- Analyzed a small portion of the Facebook traffic to the TAO graph system
- Analyzed what consistency models hold
- Analyzed when readers get anomalous results
Facebook’s Replicated Storage
Facebook Data Model
- Graph Data Model
- Vertex: unique ID + data
- Edges: between two vertexes, contains data, indexed by source vertex
- Horizontally (i.e., row) sharded, geo-replicated database
- Each region has a full copy
- Each shard has a master which asynchronously updates the other regions
- Root cache sits in front of the database
- Leaf caches sit in front of the root caches
- Write-through caches
- progress down the stack in their local region on cache misses from leaf cache to root cache, and then to local database. The cache-hit ratios are very high, so reads are typically served by the leaf caches.
- They are synchronously routed through their leaf cache (1) to their local root cache (2) to the root-master cache (3), and to the master database shard (4) and back (5–8).
- Each of those caches applies the write when it forwards the database’s acknowledgment back towards the client.
- The root caches in the master (\(6'\)) and originating regions (\(7'\)) both asynchronously invalidate the other leaf caches in their region
- The database master asynchronously replicates the write to the slave regions (\(5'\)). When a slave database in a region that did not originate the write receives it, the database asynchronously invalidates its root cache (\(6''\)) that in turn asynchronously invalidates all its leaf caches (\(7''\)).
Local Consistency Models
- Local: A consistency model, C, is local if the system as a whole provides C whenever each individual object provides C
- Linearizability is the strongest consistency model for non-transactional systems.
- Intuitively, linearizability ensures that each operation appears to take effect instantaneously at some point between when the client invokes the operation and it receives the response.
- More formally, linearizability dictates that there exists a total order over all operations in the system, and that this order is consistent with the real-time order of operations.
- If operation A completes before operation B begins, then A will be ordered before B.
- Linearizability avoids anomalies by ensuring that writes take effect in some sequential order consistent with real time, and that reads always see the results of the most recently completed write.
Per-Object Sequential Consistency
- Per-object sequential consistency requires that there exists a legal, total order over all requests to each object that is consistent with client’s orders.
- Intuitively, there is one logical version of each object that progresses forward in time.
- Clients always see a newer version of an object as they interact with it.
- Different clients, however, may see different versions of the object.
- One client may be on version 100 of an object, while another client may see version 105.

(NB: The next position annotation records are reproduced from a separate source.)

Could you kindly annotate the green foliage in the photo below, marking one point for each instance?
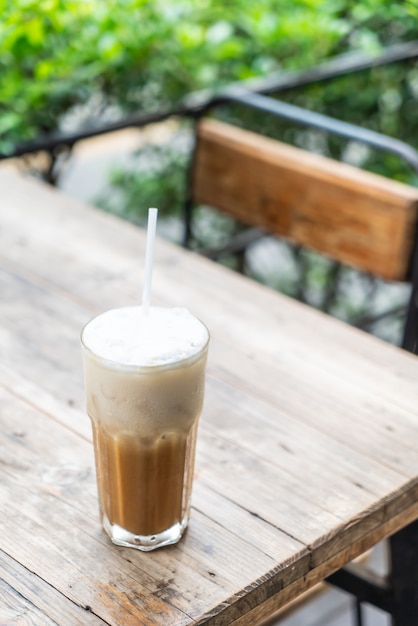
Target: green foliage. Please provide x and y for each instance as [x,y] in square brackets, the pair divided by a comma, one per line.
[101,56]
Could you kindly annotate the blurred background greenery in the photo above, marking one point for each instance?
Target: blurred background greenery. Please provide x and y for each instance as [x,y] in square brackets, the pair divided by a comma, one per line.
[65,64]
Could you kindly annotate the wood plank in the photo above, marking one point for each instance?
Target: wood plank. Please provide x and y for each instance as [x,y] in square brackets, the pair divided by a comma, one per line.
[354,216]
[71,553]
[267,422]
[26,598]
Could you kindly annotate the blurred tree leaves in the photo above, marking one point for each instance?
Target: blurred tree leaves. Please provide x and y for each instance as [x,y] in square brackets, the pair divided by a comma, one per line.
[103,57]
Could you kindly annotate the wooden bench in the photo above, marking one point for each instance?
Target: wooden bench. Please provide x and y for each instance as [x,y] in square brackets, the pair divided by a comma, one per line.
[352,216]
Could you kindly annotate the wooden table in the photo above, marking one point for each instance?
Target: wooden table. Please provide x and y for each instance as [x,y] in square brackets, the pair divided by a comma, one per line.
[307,451]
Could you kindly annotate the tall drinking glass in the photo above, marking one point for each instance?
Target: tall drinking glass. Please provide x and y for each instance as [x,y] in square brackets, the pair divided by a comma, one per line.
[144,380]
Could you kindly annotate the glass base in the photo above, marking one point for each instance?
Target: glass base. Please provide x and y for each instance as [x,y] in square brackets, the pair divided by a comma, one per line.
[122,537]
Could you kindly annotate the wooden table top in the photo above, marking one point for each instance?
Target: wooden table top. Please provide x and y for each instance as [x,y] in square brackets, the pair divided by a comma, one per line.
[307,449]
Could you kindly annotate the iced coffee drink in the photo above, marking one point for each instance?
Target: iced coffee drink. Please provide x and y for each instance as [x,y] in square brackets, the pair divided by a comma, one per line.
[144,378]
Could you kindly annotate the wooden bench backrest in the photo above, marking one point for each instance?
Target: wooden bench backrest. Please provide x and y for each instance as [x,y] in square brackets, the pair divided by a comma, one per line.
[351,215]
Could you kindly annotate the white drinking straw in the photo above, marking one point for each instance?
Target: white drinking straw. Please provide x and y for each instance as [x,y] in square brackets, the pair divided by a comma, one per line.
[149,259]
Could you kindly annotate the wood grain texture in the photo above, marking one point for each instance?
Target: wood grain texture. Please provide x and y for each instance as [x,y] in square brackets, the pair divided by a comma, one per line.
[356,217]
[306,450]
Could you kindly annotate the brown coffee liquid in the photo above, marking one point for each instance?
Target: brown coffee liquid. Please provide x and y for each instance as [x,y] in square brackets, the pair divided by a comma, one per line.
[144,486]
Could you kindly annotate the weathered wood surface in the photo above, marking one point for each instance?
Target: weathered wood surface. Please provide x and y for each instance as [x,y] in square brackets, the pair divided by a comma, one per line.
[354,216]
[307,450]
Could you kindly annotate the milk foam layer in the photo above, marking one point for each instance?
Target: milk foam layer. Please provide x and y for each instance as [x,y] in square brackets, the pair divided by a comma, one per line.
[131,337]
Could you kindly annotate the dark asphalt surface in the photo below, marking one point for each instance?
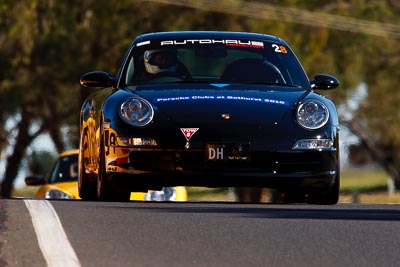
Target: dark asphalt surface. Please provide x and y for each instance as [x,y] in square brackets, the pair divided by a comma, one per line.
[209,234]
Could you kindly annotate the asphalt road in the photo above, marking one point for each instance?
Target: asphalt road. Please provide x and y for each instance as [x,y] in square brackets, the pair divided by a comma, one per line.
[199,234]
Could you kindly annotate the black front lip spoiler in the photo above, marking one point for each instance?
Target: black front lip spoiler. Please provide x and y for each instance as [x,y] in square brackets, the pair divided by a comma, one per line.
[155,181]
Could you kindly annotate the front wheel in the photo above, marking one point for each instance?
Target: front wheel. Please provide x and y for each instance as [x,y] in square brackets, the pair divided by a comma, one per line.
[105,190]
[86,183]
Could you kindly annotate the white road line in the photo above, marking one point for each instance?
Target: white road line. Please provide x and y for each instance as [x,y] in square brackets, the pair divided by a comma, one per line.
[52,239]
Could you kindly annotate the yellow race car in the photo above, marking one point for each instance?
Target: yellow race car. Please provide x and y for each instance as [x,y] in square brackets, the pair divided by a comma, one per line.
[62,183]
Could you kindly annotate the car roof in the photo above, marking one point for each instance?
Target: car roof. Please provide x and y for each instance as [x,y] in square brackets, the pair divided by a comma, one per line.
[206,34]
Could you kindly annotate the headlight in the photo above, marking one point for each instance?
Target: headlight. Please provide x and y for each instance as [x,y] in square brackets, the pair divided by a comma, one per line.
[57,194]
[312,114]
[137,112]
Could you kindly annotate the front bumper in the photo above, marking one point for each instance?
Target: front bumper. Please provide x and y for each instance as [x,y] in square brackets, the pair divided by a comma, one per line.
[154,168]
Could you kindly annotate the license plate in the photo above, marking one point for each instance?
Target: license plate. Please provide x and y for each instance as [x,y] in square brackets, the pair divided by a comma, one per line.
[227,152]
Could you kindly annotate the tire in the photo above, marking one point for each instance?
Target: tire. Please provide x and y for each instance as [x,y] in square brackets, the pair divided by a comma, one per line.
[86,183]
[105,190]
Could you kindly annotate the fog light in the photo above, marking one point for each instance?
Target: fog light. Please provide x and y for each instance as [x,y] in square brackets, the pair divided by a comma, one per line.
[313,144]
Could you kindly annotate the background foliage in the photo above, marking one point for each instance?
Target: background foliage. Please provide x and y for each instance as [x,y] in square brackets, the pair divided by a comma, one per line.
[46,45]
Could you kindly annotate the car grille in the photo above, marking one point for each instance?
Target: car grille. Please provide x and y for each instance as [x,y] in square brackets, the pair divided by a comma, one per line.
[273,162]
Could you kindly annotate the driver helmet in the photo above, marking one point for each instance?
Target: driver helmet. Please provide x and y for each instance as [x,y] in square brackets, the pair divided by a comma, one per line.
[156,61]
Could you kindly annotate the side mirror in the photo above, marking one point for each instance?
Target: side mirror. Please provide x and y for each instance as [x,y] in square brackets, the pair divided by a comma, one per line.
[97,79]
[324,82]
[35,180]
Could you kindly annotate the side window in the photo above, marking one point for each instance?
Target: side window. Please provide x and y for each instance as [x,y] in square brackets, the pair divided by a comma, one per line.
[129,72]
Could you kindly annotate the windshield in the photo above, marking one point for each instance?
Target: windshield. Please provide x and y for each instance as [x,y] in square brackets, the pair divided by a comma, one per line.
[222,61]
[65,169]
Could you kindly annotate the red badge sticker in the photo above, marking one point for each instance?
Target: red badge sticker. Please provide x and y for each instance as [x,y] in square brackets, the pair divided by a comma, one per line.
[189,132]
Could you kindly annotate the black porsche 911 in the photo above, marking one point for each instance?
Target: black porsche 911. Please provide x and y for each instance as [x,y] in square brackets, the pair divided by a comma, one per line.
[210,109]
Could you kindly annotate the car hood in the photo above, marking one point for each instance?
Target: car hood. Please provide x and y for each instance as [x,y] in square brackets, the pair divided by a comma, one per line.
[242,104]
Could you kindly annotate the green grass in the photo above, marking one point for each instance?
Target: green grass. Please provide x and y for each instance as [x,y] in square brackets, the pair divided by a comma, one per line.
[363,181]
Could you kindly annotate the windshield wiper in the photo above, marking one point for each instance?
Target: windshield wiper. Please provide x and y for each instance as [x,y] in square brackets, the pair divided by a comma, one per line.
[274,83]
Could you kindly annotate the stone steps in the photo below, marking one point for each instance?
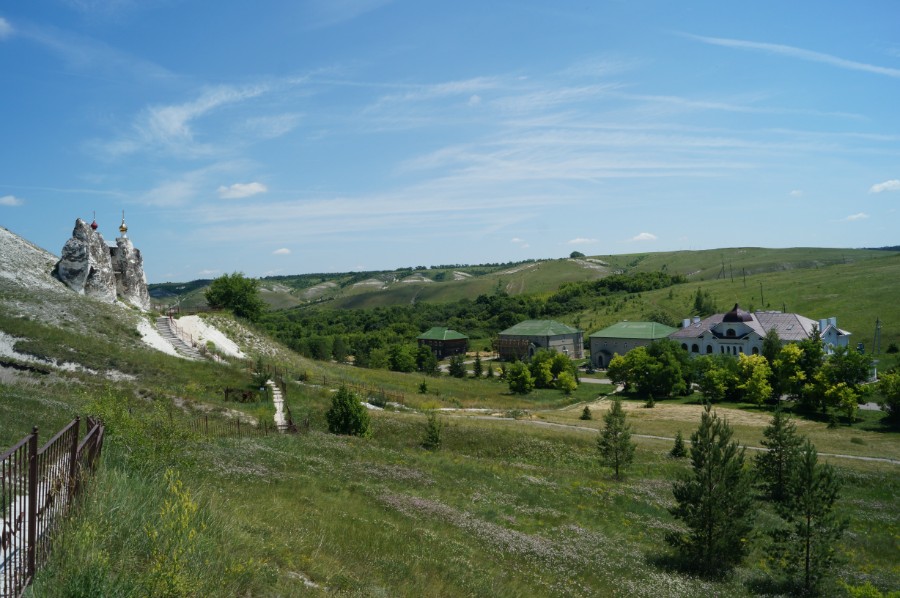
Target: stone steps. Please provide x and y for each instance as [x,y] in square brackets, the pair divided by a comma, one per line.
[164,325]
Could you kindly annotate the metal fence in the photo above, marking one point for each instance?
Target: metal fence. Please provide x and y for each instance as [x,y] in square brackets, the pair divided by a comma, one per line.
[37,486]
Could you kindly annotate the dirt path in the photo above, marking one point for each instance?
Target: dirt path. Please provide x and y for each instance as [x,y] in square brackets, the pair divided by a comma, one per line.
[651,437]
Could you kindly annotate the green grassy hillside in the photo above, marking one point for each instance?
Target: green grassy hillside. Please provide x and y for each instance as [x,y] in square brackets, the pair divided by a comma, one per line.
[514,504]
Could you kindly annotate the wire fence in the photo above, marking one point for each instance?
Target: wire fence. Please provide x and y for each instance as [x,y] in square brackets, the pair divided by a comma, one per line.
[37,487]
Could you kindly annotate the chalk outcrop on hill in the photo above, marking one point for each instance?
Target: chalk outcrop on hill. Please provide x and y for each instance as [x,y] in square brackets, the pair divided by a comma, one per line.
[128,267]
[90,267]
[85,265]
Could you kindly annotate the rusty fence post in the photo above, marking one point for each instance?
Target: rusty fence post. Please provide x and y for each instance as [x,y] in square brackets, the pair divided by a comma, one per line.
[32,505]
[73,461]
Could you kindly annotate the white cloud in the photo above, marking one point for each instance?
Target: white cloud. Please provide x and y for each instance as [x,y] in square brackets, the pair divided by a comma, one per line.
[241,190]
[891,185]
[10,200]
[6,29]
[644,237]
[799,53]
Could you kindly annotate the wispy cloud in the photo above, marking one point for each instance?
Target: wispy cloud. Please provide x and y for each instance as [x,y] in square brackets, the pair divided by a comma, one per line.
[241,190]
[799,53]
[270,127]
[10,201]
[644,237]
[6,29]
[325,13]
[891,185]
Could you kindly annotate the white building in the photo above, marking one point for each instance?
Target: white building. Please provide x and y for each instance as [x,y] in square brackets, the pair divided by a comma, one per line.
[738,332]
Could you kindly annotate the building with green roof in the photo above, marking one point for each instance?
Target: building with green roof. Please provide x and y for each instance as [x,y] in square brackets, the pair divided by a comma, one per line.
[623,337]
[444,342]
[525,338]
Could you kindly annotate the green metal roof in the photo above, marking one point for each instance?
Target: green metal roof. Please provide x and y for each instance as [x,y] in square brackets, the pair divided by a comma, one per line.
[641,330]
[539,328]
[441,334]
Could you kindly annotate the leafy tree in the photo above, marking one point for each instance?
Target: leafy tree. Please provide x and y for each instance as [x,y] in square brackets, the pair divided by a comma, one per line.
[889,387]
[774,466]
[755,372]
[457,368]
[847,366]
[789,371]
[339,349]
[714,501]
[566,383]
[347,414]
[477,368]
[433,429]
[237,293]
[519,378]
[806,544]
[844,398]
[614,443]
[678,451]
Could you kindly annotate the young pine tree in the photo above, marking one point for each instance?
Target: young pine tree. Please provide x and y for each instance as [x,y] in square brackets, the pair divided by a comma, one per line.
[805,547]
[678,451]
[347,415]
[774,467]
[714,501]
[614,443]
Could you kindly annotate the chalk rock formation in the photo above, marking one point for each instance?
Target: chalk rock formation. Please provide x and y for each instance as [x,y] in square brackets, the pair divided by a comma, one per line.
[128,265]
[85,265]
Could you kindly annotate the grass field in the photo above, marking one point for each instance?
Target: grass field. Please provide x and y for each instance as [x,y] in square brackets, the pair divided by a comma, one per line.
[515,503]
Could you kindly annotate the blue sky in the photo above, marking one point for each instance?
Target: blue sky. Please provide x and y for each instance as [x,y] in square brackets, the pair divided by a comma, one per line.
[284,137]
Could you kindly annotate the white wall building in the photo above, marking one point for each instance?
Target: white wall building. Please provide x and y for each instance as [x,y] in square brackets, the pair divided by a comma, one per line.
[738,332]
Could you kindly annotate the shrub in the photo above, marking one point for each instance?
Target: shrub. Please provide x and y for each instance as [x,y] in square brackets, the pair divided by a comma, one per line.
[347,415]
[678,451]
[433,428]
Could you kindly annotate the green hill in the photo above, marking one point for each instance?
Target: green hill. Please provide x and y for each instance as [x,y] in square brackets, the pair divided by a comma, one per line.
[514,503]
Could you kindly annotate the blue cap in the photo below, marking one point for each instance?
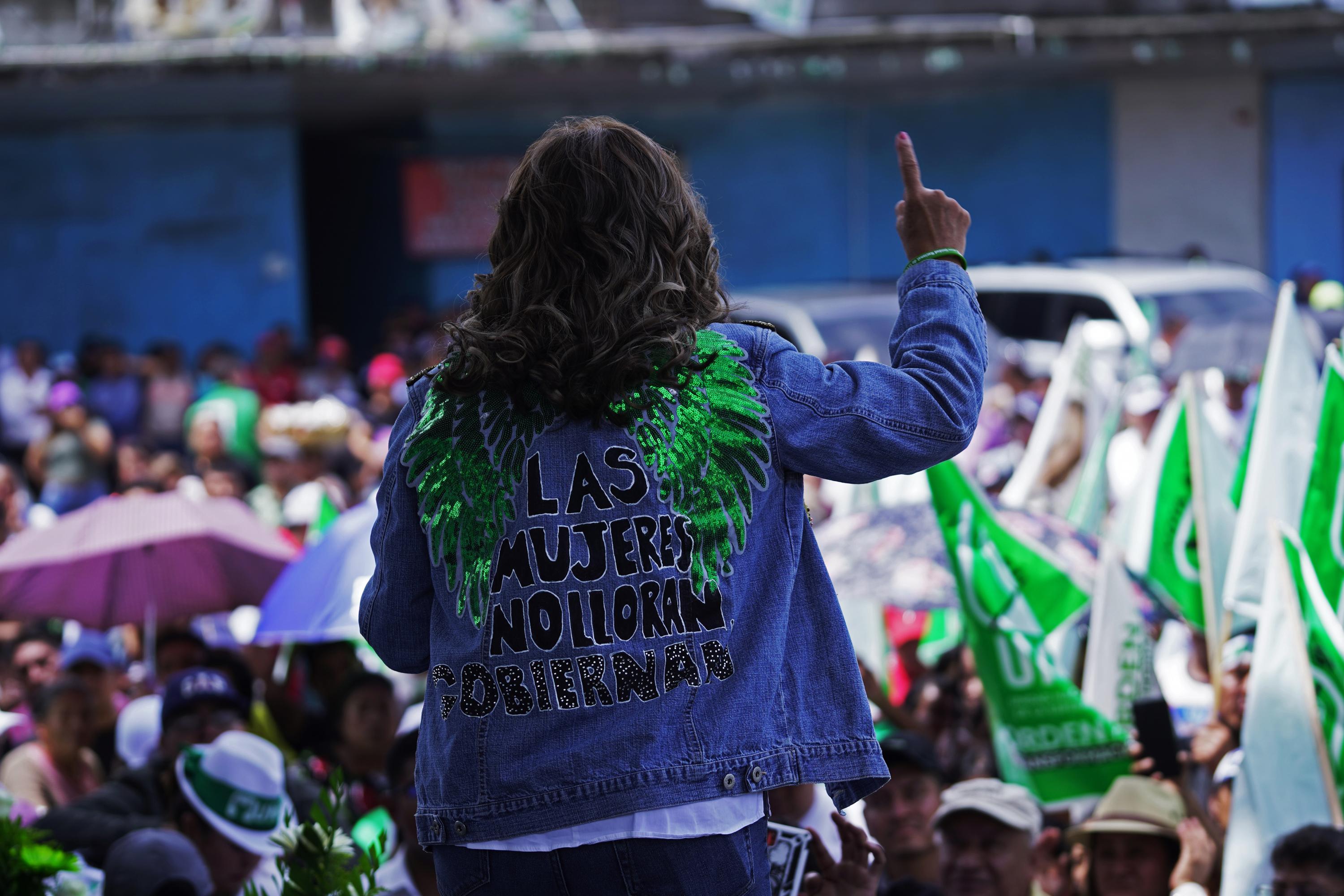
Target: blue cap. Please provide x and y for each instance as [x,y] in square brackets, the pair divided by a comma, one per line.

- when a write request has committed, all following read requests to that cache always reflect this write or later writes.
- Region read-after-write consistency applies the constraint for reads in the same region as a write. Global read-after-write consistency applies the constraint for all reads.
- Eventual consistency requires that replicas “eventually” agree on a value of an object, i.e., when they all have received the same set of writes, they will have the same value.
- Eventual consistency allows replicas to answer reads immediately using their current version of the data, while writes are asynchronously propagated in the background. While writes are propagating between replicas, different replicas may return different results for reads.
- A client can update any replica of an object and all updates to an object will eventually be applied, but potentially in different orders at different replicas.
- per-object sequential consistency (per-cache) + read-after-write (per-cache) + eventual consistency (across caches)
- User sessions are typically handled exclusively by one leaf cache, and thus we expect most of them to receive per-object sequential and read-after-write consistency.
- User sessions spread across multiple leaf caches receive eventual consistency.